Bud, Cale’in ellerinin ve ayaklarının titremesinin bir rol olmadığını anlayabiliyordu. Bunun nedeni, hissettiği sarsıntının taklit edilebilecek bir şey olmamasıydı.

“Cale!”

Bud bilinçsizce sessizce Cale’e seslendi.
Cale ve Bud o anda göz göze geldiler.

“Henüz kullanmadım.”

‘Ne?’

Bud, Cale’in ne söylemeye çalıştığını anlamadı.

‘Kullanmadı mı?
Neyi kullanmadı?’

Ancak Bud, Cale’in açıkladığı planı çabucak hatırladı.

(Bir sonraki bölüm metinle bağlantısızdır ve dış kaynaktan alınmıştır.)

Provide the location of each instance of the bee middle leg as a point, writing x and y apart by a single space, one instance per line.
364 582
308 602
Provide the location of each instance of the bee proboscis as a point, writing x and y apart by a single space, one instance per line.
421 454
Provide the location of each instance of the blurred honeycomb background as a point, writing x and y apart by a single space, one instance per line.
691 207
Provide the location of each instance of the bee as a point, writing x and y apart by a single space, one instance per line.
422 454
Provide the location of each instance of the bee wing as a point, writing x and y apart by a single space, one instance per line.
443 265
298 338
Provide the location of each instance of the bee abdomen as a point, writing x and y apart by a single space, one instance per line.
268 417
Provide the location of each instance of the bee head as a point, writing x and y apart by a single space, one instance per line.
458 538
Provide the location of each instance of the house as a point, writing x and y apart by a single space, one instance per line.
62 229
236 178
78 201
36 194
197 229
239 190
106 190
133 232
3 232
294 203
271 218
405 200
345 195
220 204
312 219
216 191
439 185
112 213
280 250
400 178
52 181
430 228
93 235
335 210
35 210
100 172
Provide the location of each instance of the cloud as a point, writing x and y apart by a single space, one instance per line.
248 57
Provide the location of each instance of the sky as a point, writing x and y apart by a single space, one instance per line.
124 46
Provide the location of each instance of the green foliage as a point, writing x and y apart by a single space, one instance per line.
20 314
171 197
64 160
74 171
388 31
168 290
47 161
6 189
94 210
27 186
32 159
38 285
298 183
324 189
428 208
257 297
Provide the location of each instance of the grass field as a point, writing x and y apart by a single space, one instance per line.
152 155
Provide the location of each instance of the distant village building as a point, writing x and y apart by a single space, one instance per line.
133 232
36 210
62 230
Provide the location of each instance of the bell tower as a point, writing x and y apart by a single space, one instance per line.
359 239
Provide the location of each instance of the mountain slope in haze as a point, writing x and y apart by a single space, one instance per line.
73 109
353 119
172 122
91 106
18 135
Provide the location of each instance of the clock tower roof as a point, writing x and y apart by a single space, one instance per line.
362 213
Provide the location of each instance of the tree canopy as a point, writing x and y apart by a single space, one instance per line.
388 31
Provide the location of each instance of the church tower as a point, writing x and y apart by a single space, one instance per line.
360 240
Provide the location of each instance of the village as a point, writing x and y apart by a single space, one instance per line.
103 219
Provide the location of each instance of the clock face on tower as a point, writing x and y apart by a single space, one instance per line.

Cale bu savaşta güçlerini kullanacak olsaydı…
Bu sadece taş mızrak olurdu.

‘…Taş mızrağı az önce kullanmadı mı?’

Bu, Bud’ın gözleri şaşkınlıkla dolduğunda oldu.

“Seni aptal salak!”

Birinin sesini duydu.
Bud başını çevirdi.

Büyük kaya kubbesinin tepesindeki deliğe doğru baktı. Deliğin üzerinde süzülen Kadim Ejderha Eruhaben bağırdı.

“Cale-nim.”

“İnsan!”

Bud ayrıca yanlarına doğru, hayır, Cale’in yanına doğru ilerleyen Raon ve Choi Han’ı da görebiliyordu,
Bud daha sonra Cale’in taş mızrak derken ne demek istediğini anladı.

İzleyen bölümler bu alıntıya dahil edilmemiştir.